What are the issues? The United States has operated for 200 years under what is called a “First to Invent” principle. The rest of the world operates under a “First to File” system, under which the fastest to file paperwork is granted the patent, regardless of whether he or she was the first to actually invent the patented product. Such a fundamental change will lead to an avalanche of incomplete applications undercutting the little guy, who doesn’t have the financial resources for multiple filings.
Traditionally and currently, those applications seeking patent protection in the United States exclusively know their discoveries will be kept secret until the patent is granted. Perhaps most disturbing, H.R. 1908 requires all patent applications be made public on the Internet for anyone to view 18 months after they are filed, even if the patent has not been issued. If the corporate elite get their way, patent thieves here and in lawless countries like China will have a field day.
Publishing applications is a direct shot at the small inventor, who cannot hire an army of lawyers to go after thieves who will now be handed all the details even before a patent has been issued. It should be noted that Japan, which publishes applications before patents are issued, has reported that its patent Web site receives 17,000 hits a day from China and 55,000 from Korea. Why do we want a system like that? Why do we want China to have even more access to our cutting edge technologies?
Another proposed change in H.R. 1908 is the creation of a new review process, allowing for challenges to patents that have already been granted. The leverage this would give to large companies with an array of lawyers is evident. Small inventors will be harassed and bogged down until they eventually surrender to deep-pocketed opponents.

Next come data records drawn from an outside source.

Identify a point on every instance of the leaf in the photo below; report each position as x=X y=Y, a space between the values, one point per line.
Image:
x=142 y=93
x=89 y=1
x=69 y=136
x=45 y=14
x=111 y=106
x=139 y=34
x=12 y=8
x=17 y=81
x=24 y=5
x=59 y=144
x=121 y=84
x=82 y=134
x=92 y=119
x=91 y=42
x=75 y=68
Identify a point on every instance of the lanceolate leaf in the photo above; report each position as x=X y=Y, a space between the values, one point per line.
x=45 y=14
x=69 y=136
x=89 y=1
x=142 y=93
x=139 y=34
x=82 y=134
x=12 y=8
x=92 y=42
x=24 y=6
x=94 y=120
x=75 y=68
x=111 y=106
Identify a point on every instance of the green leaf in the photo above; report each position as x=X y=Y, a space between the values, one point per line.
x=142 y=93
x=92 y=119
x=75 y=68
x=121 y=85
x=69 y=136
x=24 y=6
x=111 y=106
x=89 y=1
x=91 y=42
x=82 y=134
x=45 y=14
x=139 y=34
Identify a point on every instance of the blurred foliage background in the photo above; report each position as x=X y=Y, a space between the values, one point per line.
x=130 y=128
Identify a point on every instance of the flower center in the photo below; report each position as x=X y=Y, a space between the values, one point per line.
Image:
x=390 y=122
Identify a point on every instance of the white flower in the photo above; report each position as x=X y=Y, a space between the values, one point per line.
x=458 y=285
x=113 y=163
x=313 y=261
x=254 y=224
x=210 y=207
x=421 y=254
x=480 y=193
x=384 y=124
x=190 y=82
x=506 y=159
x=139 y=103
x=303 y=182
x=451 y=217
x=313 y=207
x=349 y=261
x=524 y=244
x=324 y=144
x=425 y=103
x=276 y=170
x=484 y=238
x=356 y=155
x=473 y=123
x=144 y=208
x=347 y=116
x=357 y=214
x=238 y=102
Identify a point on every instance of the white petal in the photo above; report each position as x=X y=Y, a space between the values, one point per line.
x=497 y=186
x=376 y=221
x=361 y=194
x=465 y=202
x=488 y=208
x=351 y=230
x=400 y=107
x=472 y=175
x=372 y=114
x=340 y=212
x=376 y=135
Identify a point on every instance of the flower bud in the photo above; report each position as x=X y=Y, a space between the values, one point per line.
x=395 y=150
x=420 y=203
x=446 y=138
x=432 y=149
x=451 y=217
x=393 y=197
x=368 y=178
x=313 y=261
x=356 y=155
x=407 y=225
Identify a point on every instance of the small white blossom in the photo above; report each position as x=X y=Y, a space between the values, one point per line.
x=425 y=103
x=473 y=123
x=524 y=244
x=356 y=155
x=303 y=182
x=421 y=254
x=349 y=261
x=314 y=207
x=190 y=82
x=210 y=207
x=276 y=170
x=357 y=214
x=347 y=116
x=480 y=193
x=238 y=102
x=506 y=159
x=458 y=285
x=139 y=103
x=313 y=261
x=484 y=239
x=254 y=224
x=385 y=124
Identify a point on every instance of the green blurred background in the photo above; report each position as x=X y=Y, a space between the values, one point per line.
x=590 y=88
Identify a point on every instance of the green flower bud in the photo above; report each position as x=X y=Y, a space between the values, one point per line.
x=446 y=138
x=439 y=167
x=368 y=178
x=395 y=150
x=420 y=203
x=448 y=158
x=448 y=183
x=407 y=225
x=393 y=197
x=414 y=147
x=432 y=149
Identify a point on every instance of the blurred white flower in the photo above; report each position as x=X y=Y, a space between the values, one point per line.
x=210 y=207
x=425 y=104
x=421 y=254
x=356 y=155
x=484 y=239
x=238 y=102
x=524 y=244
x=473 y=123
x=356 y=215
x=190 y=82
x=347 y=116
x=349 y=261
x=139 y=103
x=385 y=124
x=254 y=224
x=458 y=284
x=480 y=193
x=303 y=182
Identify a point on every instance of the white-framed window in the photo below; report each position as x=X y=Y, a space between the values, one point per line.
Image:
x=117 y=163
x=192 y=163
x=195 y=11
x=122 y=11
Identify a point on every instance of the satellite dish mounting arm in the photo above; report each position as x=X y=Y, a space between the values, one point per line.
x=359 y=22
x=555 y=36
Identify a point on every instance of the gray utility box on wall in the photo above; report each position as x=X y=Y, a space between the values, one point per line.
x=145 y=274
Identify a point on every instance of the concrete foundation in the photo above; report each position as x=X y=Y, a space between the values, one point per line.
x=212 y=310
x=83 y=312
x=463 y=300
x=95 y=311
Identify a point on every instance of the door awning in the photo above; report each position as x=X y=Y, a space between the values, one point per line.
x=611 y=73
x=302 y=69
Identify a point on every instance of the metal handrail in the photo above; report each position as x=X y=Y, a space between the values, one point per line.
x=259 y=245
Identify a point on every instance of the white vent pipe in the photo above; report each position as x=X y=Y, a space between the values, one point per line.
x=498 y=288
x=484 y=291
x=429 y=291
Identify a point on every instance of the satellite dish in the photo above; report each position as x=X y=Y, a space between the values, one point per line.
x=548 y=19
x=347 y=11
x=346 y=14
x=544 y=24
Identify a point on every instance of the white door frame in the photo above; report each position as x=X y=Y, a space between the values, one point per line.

Yes, the patent system needs to be made more efficient. Currently, the Patent Office has a backlog of 800,000 applications. It is estimated that it takes 31 months for a patent to be considered. We should look for ways to decrease this backlog and ensure that inventors have a speedy review of their applications. We need, for example, to train examiners and increase their number. We need to have greater protection against the foreign theft of our intellectual property. However, the legislation being foisted upon us, H.R. 1908, has nothing to do with fixing the system. It has everything to do with weakening the rights of the small inventor, using problems at the Patent Office as a screen to mask this power play.
Why is this happening?
The electronics industry does not want to pay royalties. That’s really the bottom line. We’ve seen this from the time RCA’s David Sarnoff ripped off Philo Farnsworth over the patent rights to the television picture tube, a fight that went all the way to the Supreme Court. In a tribute to American justice, Philo Farnsworth, the personification of the little guy, won over a corporate Goliath headed by a bully.
There is a statue of Farnsworth in our nation’s Capitol. Congress shouldn’t let the would-be technology thieves of our day change the law so the Philo Farnsworths of our era will be smashed into submission buy current and future big guys and bullies. If we change the rules like that, the American spirit of innovation will evaporate, and America, not just nerdy inventors, will lose, big time.
Rep. Dana Rohrabacher, California Republican, is a senior member on the House Science and Technology Committee.